Acquisition improvement across the DoD and civil agencies, with particular emphasis on software engineering and systems of systems.
Tricia Oberndorf has over 40 years of experience in the field of software engineering. She is currently a Principal Engineer in the Client Technical Solutions Directorate in the Software Solutions Division. In this position, she leads teams in studies and customer support projects.
Previously Tricia was director of the Dynamic Systems Program at the SEI. The Dynamic Systems Program worked in the areas of system integration, systems-of-systems interoperability, COTS-based systems, and performance critical system aspects such as reliability, dependability, and real-time behavior. She is co-author of the book, Managing Software Acquisition: Open Systems and COTS Products.

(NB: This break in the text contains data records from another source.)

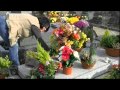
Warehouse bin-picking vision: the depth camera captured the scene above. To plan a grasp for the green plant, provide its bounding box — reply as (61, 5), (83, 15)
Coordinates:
(0, 56), (12, 74)
(0, 56), (12, 69)
(27, 42), (57, 79)
(104, 65), (120, 79)
(100, 30), (119, 48)
(112, 42), (120, 49)
(27, 42), (50, 65)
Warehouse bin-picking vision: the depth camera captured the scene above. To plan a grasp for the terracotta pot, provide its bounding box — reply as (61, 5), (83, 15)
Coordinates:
(105, 48), (120, 57)
(81, 61), (95, 69)
(63, 67), (72, 75)
(74, 48), (82, 52)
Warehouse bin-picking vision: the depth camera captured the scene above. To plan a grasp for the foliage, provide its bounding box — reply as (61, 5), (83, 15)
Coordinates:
(59, 46), (79, 67)
(100, 30), (119, 48)
(27, 42), (57, 79)
(27, 42), (50, 65)
(104, 65), (120, 79)
(0, 56), (12, 69)
(80, 47), (96, 64)
(50, 23), (89, 55)
(0, 56), (12, 76)
(30, 61), (57, 79)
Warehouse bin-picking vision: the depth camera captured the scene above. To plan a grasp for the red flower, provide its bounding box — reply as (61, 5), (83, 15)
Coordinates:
(38, 64), (45, 75)
(62, 46), (73, 55)
(62, 54), (70, 61)
(58, 62), (62, 69)
(73, 33), (80, 40)
(62, 46), (73, 61)
(56, 29), (64, 35)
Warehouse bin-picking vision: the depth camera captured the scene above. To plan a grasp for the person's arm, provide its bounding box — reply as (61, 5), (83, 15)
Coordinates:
(31, 25), (50, 51)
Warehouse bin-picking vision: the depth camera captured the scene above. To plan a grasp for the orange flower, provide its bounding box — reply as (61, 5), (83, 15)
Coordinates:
(73, 33), (80, 40)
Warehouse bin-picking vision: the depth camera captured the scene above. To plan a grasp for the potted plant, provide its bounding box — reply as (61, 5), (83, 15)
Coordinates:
(59, 46), (79, 75)
(27, 42), (58, 79)
(80, 46), (96, 69)
(100, 30), (120, 57)
(104, 64), (120, 79)
(0, 56), (12, 79)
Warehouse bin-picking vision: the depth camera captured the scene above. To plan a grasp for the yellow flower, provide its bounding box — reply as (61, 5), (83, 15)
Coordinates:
(67, 17), (79, 24)
(65, 40), (73, 47)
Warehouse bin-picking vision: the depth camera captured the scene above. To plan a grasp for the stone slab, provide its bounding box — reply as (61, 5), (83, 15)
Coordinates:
(18, 48), (120, 79)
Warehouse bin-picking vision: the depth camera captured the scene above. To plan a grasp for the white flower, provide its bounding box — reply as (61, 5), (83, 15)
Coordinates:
(73, 51), (80, 60)
(46, 61), (50, 65)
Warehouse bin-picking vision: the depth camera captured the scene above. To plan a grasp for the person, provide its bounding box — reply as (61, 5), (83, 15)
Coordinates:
(0, 13), (50, 66)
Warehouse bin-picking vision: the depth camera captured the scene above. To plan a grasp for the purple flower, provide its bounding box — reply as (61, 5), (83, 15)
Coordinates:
(74, 20), (89, 29)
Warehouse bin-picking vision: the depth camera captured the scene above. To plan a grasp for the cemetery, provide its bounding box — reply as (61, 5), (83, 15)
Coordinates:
(0, 11), (120, 79)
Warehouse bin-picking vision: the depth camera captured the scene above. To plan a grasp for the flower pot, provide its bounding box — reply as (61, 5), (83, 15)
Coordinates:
(81, 61), (95, 69)
(74, 48), (82, 52)
(105, 48), (120, 57)
(0, 74), (5, 79)
(63, 67), (72, 75)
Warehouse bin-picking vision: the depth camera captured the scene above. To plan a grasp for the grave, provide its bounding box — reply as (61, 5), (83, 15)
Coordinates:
(18, 48), (119, 79)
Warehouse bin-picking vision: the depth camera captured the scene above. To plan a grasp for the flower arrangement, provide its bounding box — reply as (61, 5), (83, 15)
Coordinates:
(59, 46), (80, 67)
(27, 43), (58, 79)
(67, 16), (79, 24)
(100, 30), (120, 57)
(48, 11), (60, 23)
(74, 19), (89, 29)
(104, 64), (120, 79)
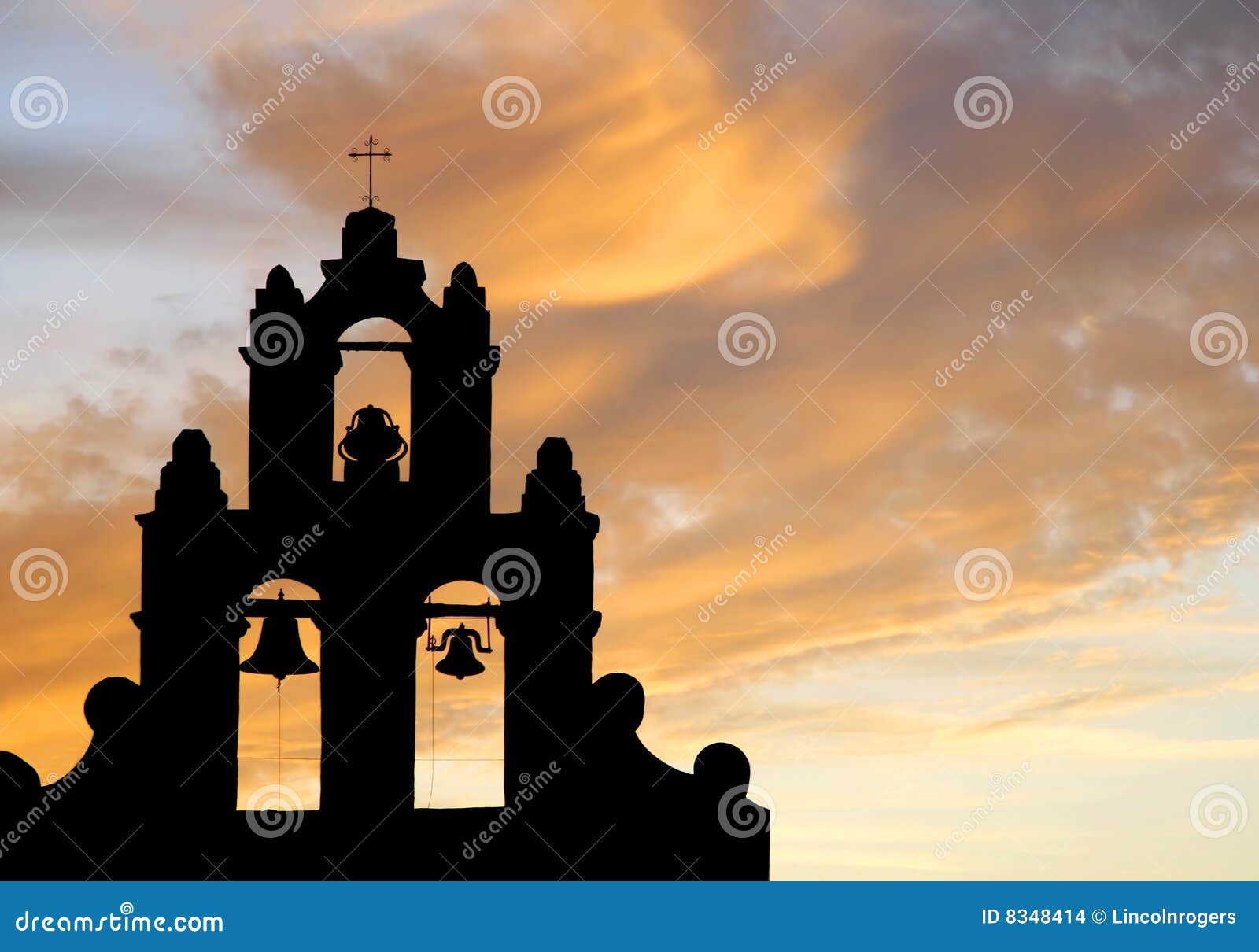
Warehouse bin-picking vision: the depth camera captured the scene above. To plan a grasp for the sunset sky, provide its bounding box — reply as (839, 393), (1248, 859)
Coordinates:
(0, 0), (1259, 879)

Most of Oberndorf's career has focused on issues of integration and interoperability in various contexts. Since coming to the SEI she has been a principal in work on open systems, the construction of systems from COTS products, and development of computer-aided software engineering (CASE) environments. She has worked as a principal investigator, consultant, and instructor. She has led and participated in the development of several courses and tutorials on these subjects, targeted to both managers and practitioners. She has published a wide range of technical reports. Her work has involved her in many different project circumstances, both national and international.
Prior to working at the SEI, Tricia spent almost 20 years with the United States Navy, where she worked with software engineering environments and interfaces and served as co-chair of two working groups of the Navy's Next Generation Computer Resources (NGCR) Program: the Operating Systems Standards Working Group (OSSWG) and the Project Support Environment Standards Working Group (PSESWG).
Prior to the NGCR work, she co-chaired a working group that developed a standard interface for Ada Programming Support Environments (APSEs), called the Common APSE Interface Set (CAIS). Her early work was the application of various methodologies and tools to the design of software. This led to her original involvement in research on software engineering environments (SEEs) in 1976, participating in the production of several analyses, designs, and demonstrations and in the development of generic SEE requirements.